O português médio vive mal ou é remediado, enfrenta diversos problemas no acesso à justiça, à saúde, à habitação (pois claro) e até ao cabaz mais básico de alimentos. Os portugueses estão fartos de salários baixos, de reformas baixas, de impostos altos e de preços e rendas ainda mais altas. Por isso emigram, por isso se ressentem, por isso desacreditam.

Toda esta ladainha é sobejamente conhecida e debitada pelos partidos, mas a distância entre as ruas e as sedes partidárias é enorme e talvez por isso as medidas não sejam eficazes nem cheguem a quem deveriam chegar. Talvez por isso sejam outros, emergentes, a preencher essa distância com um discurso “pronto a vestir” que, quando não é tido por solução, é encarado como quebra de página e isso já basta. A verdade é que há muitos chegas, tantos quantos forem os problemas quotidianos, e todos cabem dentro dum CHEGA! universal.

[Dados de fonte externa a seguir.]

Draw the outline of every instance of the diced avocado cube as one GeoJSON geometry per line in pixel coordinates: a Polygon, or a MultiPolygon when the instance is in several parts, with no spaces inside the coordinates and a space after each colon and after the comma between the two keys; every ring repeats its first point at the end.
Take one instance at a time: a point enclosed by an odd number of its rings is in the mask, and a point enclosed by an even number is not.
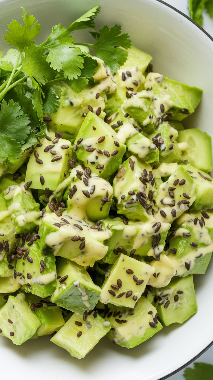
{"type": "Polygon", "coordinates": [[[185,129],[179,132],[177,142],[188,144],[187,149],[182,153],[183,160],[187,160],[207,173],[212,170],[211,139],[209,135],[198,128],[185,129]],[[198,152],[202,153],[197,154],[198,152]]]}
{"type": "Polygon", "coordinates": [[[108,247],[104,241],[111,235],[109,230],[98,226],[97,229],[96,226],[94,227],[86,220],[76,220],[66,214],[62,218],[55,213],[47,214],[43,219],[49,223],[50,228],[51,224],[57,227],[55,232],[50,232],[45,238],[41,237],[56,256],[69,259],[80,265],[92,266],[96,260],[106,254],[108,247]]]}
{"type": "Polygon", "coordinates": [[[151,165],[136,156],[124,161],[113,181],[118,213],[132,220],[147,221],[155,201],[155,179],[151,165]]]}
{"type": "Polygon", "coordinates": [[[111,127],[90,111],[76,139],[73,150],[85,166],[108,179],[121,164],[126,149],[111,127]]]}
{"type": "Polygon", "coordinates": [[[190,211],[196,212],[213,208],[213,178],[190,164],[183,166],[189,173],[197,188],[196,198],[190,207],[190,211]]]}
{"type": "Polygon", "coordinates": [[[13,276],[0,277],[0,293],[14,293],[20,287],[19,279],[13,276]]]}
{"type": "Polygon", "coordinates": [[[84,358],[111,327],[97,312],[93,312],[85,319],[84,316],[74,313],[51,341],[65,348],[72,356],[79,359],[84,358]]]}
{"type": "Polygon", "coordinates": [[[31,190],[25,190],[22,184],[10,186],[4,193],[16,233],[32,233],[38,224],[42,212],[31,190]]]}
{"type": "Polygon", "coordinates": [[[175,278],[167,287],[155,290],[155,306],[166,326],[182,323],[197,312],[197,306],[192,275],[175,278]]]}
{"type": "Polygon", "coordinates": [[[144,256],[149,252],[158,257],[163,252],[170,224],[156,222],[154,218],[145,222],[124,222],[128,224],[124,224],[118,217],[102,222],[102,225],[112,234],[105,241],[109,248],[103,259],[104,262],[115,263],[121,253],[128,256],[144,256]]]}
{"type": "Polygon", "coordinates": [[[60,130],[65,139],[74,142],[84,120],[83,114],[88,112],[88,105],[93,108],[95,112],[99,107],[103,111],[104,109],[106,95],[103,91],[106,90],[108,86],[112,86],[114,83],[110,77],[105,85],[104,79],[101,86],[96,86],[92,88],[87,86],[79,93],[75,92],[66,84],[60,82],[62,92],[59,108],[55,113],[50,114],[51,121],[47,123],[48,130],[54,133],[60,130]],[[97,93],[100,93],[100,96],[96,99],[97,93]]]}
{"type": "Polygon", "coordinates": [[[142,133],[137,132],[127,139],[126,145],[128,150],[137,154],[146,164],[156,165],[159,162],[159,150],[149,139],[142,133]]]}
{"type": "Polygon", "coordinates": [[[134,307],[154,271],[148,264],[121,253],[102,287],[101,302],[134,307]]]}
{"type": "Polygon", "coordinates": [[[19,276],[22,288],[26,293],[42,298],[50,296],[56,287],[55,256],[48,251],[41,252],[36,241],[31,245],[26,243],[24,248],[26,252],[23,251],[22,258],[17,261],[14,277],[19,276]]]}
{"type": "Polygon", "coordinates": [[[149,139],[155,144],[159,151],[160,162],[181,162],[183,160],[181,151],[175,141],[178,133],[168,122],[160,124],[149,139]]]}
{"type": "Polygon", "coordinates": [[[100,298],[101,289],[93,282],[84,267],[60,258],[57,262],[57,273],[60,278],[52,296],[52,302],[79,314],[93,310],[100,298]]]}
{"type": "Polygon", "coordinates": [[[2,334],[17,345],[30,339],[41,325],[23,293],[9,296],[6,305],[0,310],[0,321],[2,334]]]}
{"type": "Polygon", "coordinates": [[[60,278],[52,296],[52,302],[79,314],[94,309],[101,290],[83,267],[60,258],[57,262],[57,273],[60,278]]]}
{"type": "Polygon", "coordinates": [[[37,144],[27,164],[25,180],[32,181],[31,188],[55,190],[69,176],[73,149],[70,141],[56,138],[53,133],[48,137],[52,141],[42,139],[42,145],[37,144]]]}
{"type": "Polygon", "coordinates": [[[111,323],[107,336],[114,343],[131,348],[162,329],[157,310],[149,300],[142,296],[137,303],[134,309],[112,306],[110,308],[105,319],[111,323]]]}
{"type": "Polygon", "coordinates": [[[98,220],[107,217],[112,202],[110,184],[87,167],[72,169],[68,196],[68,211],[76,219],[98,220]],[[80,173],[80,175],[79,174],[80,173]]]}
{"type": "Polygon", "coordinates": [[[159,211],[155,217],[160,222],[172,223],[192,204],[196,193],[189,173],[178,165],[174,174],[160,185],[156,201],[159,211]]]}
{"type": "MultiPolygon", "coordinates": [[[[204,215],[209,218],[206,213],[204,215]]],[[[171,233],[167,253],[176,268],[177,276],[205,273],[213,250],[208,231],[213,230],[213,219],[207,228],[205,220],[208,218],[204,220],[201,214],[184,214],[178,218],[179,226],[171,233]]]]}

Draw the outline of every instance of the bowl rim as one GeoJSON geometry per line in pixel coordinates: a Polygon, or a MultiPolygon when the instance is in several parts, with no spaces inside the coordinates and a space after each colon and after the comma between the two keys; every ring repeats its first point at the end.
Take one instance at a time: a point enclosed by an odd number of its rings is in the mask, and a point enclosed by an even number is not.
{"type": "MultiPolygon", "coordinates": [[[[189,20],[189,21],[190,21],[191,22],[192,22],[192,24],[193,24],[194,25],[195,25],[197,28],[198,28],[199,29],[200,29],[200,30],[201,30],[201,31],[203,33],[204,33],[204,34],[205,34],[206,36],[207,36],[208,37],[208,38],[211,40],[211,41],[213,41],[213,37],[212,37],[210,34],[209,34],[209,33],[207,32],[206,32],[206,30],[205,30],[204,29],[203,29],[203,28],[202,28],[202,27],[200,26],[200,25],[199,25],[199,24],[197,24],[197,22],[196,22],[195,21],[194,21],[193,20],[192,20],[191,19],[190,17],[189,17],[189,16],[188,16],[186,14],[185,14],[185,13],[183,13],[182,12],[181,12],[181,11],[179,11],[178,9],[177,9],[177,8],[175,8],[174,6],[173,6],[172,5],[170,5],[170,4],[168,4],[167,3],[166,3],[165,2],[163,1],[163,0],[156,0],[156,1],[158,1],[159,3],[161,3],[162,4],[163,4],[164,5],[166,5],[167,6],[169,7],[169,8],[171,8],[171,9],[173,9],[175,12],[177,12],[178,13],[179,13],[180,14],[181,14],[182,16],[183,16],[183,17],[185,17],[185,18],[187,19],[188,20],[189,20]]],[[[196,355],[196,356],[194,356],[194,357],[191,360],[189,360],[189,361],[187,362],[187,363],[186,363],[185,364],[184,364],[183,366],[181,366],[181,367],[179,367],[179,368],[177,368],[177,369],[176,369],[174,371],[173,371],[172,372],[171,372],[170,374],[169,374],[168,375],[167,375],[165,376],[163,376],[163,377],[161,377],[160,378],[158,379],[158,380],[165,380],[166,379],[168,378],[169,377],[170,377],[170,376],[172,376],[173,375],[175,375],[175,374],[177,374],[180,371],[181,371],[182,369],[183,369],[186,367],[187,367],[188,366],[189,366],[189,364],[191,364],[192,363],[193,363],[193,362],[195,360],[196,360],[196,359],[198,359],[198,358],[199,358],[200,356],[202,355],[204,353],[204,352],[205,352],[206,351],[207,351],[207,350],[208,350],[208,349],[210,348],[210,347],[212,345],[213,345],[213,340],[212,340],[212,342],[211,342],[211,343],[210,343],[209,344],[208,344],[208,346],[207,346],[207,347],[205,347],[205,348],[204,348],[202,351],[201,351],[200,352],[199,352],[199,353],[197,354],[197,355],[196,355]]]]}

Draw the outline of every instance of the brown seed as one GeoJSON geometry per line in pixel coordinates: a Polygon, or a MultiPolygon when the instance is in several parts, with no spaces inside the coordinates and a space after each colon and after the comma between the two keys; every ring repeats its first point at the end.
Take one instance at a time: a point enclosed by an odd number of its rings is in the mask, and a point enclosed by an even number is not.
{"type": "Polygon", "coordinates": [[[99,107],[98,109],[95,112],[95,113],[97,115],[97,116],[99,116],[101,112],[101,108],[100,107],[99,107]]]}
{"type": "Polygon", "coordinates": [[[141,285],[141,284],[142,284],[143,282],[144,282],[144,280],[139,280],[138,281],[137,281],[137,282],[136,282],[136,285],[141,285]]]}
{"type": "Polygon", "coordinates": [[[121,297],[123,297],[123,296],[124,296],[124,294],[125,294],[125,293],[126,293],[125,291],[123,291],[122,293],[120,293],[120,294],[118,294],[118,296],[117,296],[116,298],[120,298],[121,297]]]}
{"type": "Polygon", "coordinates": [[[129,297],[130,297],[130,296],[132,295],[132,290],[128,290],[128,291],[127,291],[126,293],[126,298],[128,298],[129,297]]]}
{"type": "Polygon", "coordinates": [[[114,150],[114,152],[113,152],[112,153],[111,153],[111,155],[112,156],[115,156],[116,154],[118,154],[118,152],[119,150],[114,150]]]}
{"type": "Polygon", "coordinates": [[[59,160],[61,160],[62,158],[62,156],[56,156],[56,157],[54,157],[54,158],[52,159],[51,162],[55,162],[55,161],[58,161],[59,160]]]}
{"type": "Polygon", "coordinates": [[[50,211],[53,212],[55,211],[55,207],[54,207],[54,206],[53,206],[52,203],[50,203],[50,202],[48,203],[48,206],[50,211]]]}
{"type": "Polygon", "coordinates": [[[79,229],[81,231],[82,231],[83,230],[83,228],[82,228],[82,227],[81,227],[80,226],[79,226],[79,224],[77,224],[77,223],[74,223],[73,225],[75,227],[77,227],[77,228],[79,228],[79,229]]]}
{"type": "Polygon", "coordinates": [[[161,210],[160,211],[160,214],[161,216],[163,216],[163,218],[166,218],[166,212],[164,211],[163,210],[161,210]]]}
{"type": "Polygon", "coordinates": [[[101,136],[101,137],[99,137],[98,140],[98,144],[100,144],[101,142],[103,142],[103,141],[105,139],[106,136],[101,136]]]}
{"type": "Polygon", "coordinates": [[[79,322],[78,321],[76,321],[75,322],[75,324],[77,325],[77,326],[82,326],[82,323],[81,322],[79,322]]]}
{"type": "Polygon", "coordinates": [[[134,273],[133,271],[132,271],[131,269],[127,269],[126,271],[128,274],[133,274],[134,273]]]}
{"type": "Polygon", "coordinates": [[[166,301],[166,303],[164,304],[164,308],[167,309],[170,303],[170,301],[169,300],[168,300],[167,301],[166,301]]]}
{"type": "Polygon", "coordinates": [[[179,180],[180,180],[179,179],[175,179],[175,181],[174,181],[174,182],[173,183],[173,185],[174,185],[174,186],[177,186],[179,180]]]}
{"type": "Polygon", "coordinates": [[[131,168],[132,170],[134,170],[134,164],[131,157],[129,158],[129,165],[130,165],[130,168],[131,168]]]}
{"type": "Polygon", "coordinates": [[[43,176],[41,176],[40,177],[40,182],[41,185],[44,185],[44,179],[43,177],[43,176]]]}
{"type": "Polygon", "coordinates": [[[150,327],[156,327],[157,326],[155,323],[154,323],[153,322],[149,322],[149,325],[150,327]]]}
{"type": "Polygon", "coordinates": [[[82,192],[83,193],[84,195],[85,195],[85,196],[87,197],[87,198],[90,198],[90,193],[89,193],[87,191],[87,190],[82,190],[82,192]]]}
{"type": "Polygon", "coordinates": [[[86,245],[86,243],[85,242],[85,241],[82,241],[82,242],[80,243],[80,245],[79,246],[79,249],[80,250],[84,249],[85,247],[85,245],[86,245]]]}
{"type": "Polygon", "coordinates": [[[84,312],[84,314],[83,315],[83,319],[85,321],[87,319],[87,315],[88,315],[88,313],[87,310],[85,310],[84,312]]]}
{"type": "Polygon", "coordinates": [[[45,147],[44,148],[44,151],[45,152],[48,152],[48,150],[49,150],[50,149],[52,149],[54,146],[55,145],[47,145],[47,146],[45,147]]]}
{"type": "Polygon", "coordinates": [[[55,137],[59,137],[61,139],[63,139],[64,140],[64,137],[63,136],[62,134],[59,131],[57,131],[57,132],[55,132],[55,137]]]}
{"type": "Polygon", "coordinates": [[[110,289],[108,290],[108,291],[109,293],[110,293],[112,296],[113,296],[114,297],[115,296],[115,293],[114,291],[113,291],[113,290],[111,290],[111,289],[110,289]]]}
{"type": "Polygon", "coordinates": [[[185,179],[181,179],[180,181],[180,183],[179,183],[179,184],[181,186],[182,185],[184,185],[184,184],[185,184],[185,183],[186,183],[186,180],[185,179]]]}
{"type": "Polygon", "coordinates": [[[189,264],[188,263],[186,263],[186,261],[185,262],[185,264],[186,268],[188,271],[189,271],[190,269],[190,266],[189,265],[189,264]]]}
{"type": "Polygon", "coordinates": [[[40,164],[40,165],[42,165],[43,163],[43,161],[40,160],[40,158],[36,158],[36,161],[37,164],[40,164]]]}
{"type": "Polygon", "coordinates": [[[61,278],[60,278],[60,279],[59,280],[60,283],[61,284],[62,282],[63,282],[64,281],[65,281],[66,280],[68,277],[68,274],[67,274],[66,276],[64,276],[63,277],[62,277],[61,278]]]}
{"type": "Polygon", "coordinates": [[[29,181],[28,182],[27,182],[25,185],[24,185],[24,187],[25,190],[27,190],[29,188],[30,186],[31,185],[32,183],[32,181],[29,181]]]}

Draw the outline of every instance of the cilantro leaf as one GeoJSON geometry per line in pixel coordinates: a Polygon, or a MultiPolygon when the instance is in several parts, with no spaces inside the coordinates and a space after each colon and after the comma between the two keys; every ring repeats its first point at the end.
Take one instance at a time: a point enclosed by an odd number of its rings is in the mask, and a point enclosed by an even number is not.
{"type": "Polygon", "coordinates": [[[99,11],[100,7],[99,6],[92,8],[68,26],[68,30],[71,33],[73,30],[77,30],[79,29],[87,29],[87,28],[95,29],[94,17],[97,16],[99,11]]]}
{"type": "Polygon", "coordinates": [[[24,144],[27,135],[30,133],[29,117],[24,114],[18,103],[14,103],[13,99],[8,104],[3,99],[0,111],[1,133],[6,135],[13,140],[24,144]]]}
{"type": "Polygon", "coordinates": [[[125,62],[128,55],[127,52],[118,47],[127,49],[130,47],[131,41],[128,39],[129,36],[127,33],[120,34],[121,29],[119,25],[114,25],[110,28],[107,25],[104,25],[99,31],[99,36],[96,33],[96,37],[99,37],[97,42],[85,44],[92,48],[97,56],[104,61],[112,73],[115,74],[125,62]]]}
{"type": "Polygon", "coordinates": [[[39,84],[45,84],[52,79],[52,70],[44,55],[42,49],[32,44],[26,46],[22,54],[22,71],[34,78],[39,84]]]}
{"type": "Polygon", "coordinates": [[[59,87],[57,86],[50,86],[45,92],[45,100],[43,106],[44,114],[52,112],[54,114],[59,106],[60,102],[58,98],[59,87]]]}
{"type": "Polygon", "coordinates": [[[77,79],[80,75],[84,59],[80,50],[75,46],[74,40],[69,35],[69,31],[60,24],[55,25],[47,40],[39,46],[44,50],[49,50],[46,59],[50,62],[50,67],[58,71],[63,70],[65,77],[72,80],[77,79]]]}
{"type": "Polygon", "coordinates": [[[213,366],[206,363],[194,363],[194,368],[186,368],[183,376],[186,380],[212,380],[213,366]]]}
{"type": "Polygon", "coordinates": [[[189,0],[188,8],[191,19],[200,26],[203,24],[202,13],[207,0],[189,0]]]}
{"type": "Polygon", "coordinates": [[[23,9],[22,18],[24,26],[16,20],[13,20],[8,24],[9,31],[7,30],[4,36],[8,44],[16,46],[22,51],[25,46],[30,46],[35,41],[32,41],[40,32],[41,28],[38,21],[35,22],[35,17],[29,14],[24,8],[23,9]]]}
{"type": "Polygon", "coordinates": [[[21,144],[16,140],[12,140],[6,135],[0,134],[1,149],[0,163],[5,163],[9,160],[13,162],[18,159],[21,152],[21,144]]]}

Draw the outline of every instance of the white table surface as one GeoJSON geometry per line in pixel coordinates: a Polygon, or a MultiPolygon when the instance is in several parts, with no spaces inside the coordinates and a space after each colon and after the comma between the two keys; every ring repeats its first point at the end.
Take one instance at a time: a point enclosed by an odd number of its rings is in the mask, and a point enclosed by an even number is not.
{"type": "MultiPolygon", "coordinates": [[[[164,0],[165,2],[167,3],[189,16],[189,14],[188,10],[188,0],[164,0]]],[[[204,11],[203,14],[204,21],[203,28],[211,36],[213,36],[213,20],[212,20],[208,15],[204,11]]],[[[213,364],[213,346],[208,350],[202,356],[200,356],[195,361],[202,362],[213,364]]],[[[193,367],[193,364],[190,367],[193,367]]],[[[184,370],[180,371],[175,375],[174,375],[169,378],[171,380],[184,380],[183,374],[184,370]]],[[[201,379],[200,379],[201,380],[201,379]]]]}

Enquanto guardense, senti-me abandonado pelo anterior Governo, mas não votei CHEGA! porque ainda acredito que é possível melhorar o país com seriedade e competência. Contudo, há cada vez menos pessoas a pensar como eu. O partido ao meu lado, o PS, sofreu a ira dos que já não acreditam. O PSD terá por isso de governar bem, terá de criar pontes e terá de interiorizar que com o mal dos outros não se governa.

O mal dos partidos moderados é o mal da democracia. É preciso mais moderação e democracia dentro dos partidos e é também preciso aprofundar o “chão comum” que todos pisamos cá fora. Nenhuma vitória individual subsistirá se não soubermos interpretar o dia 18 de maio como uma derrota coletiva.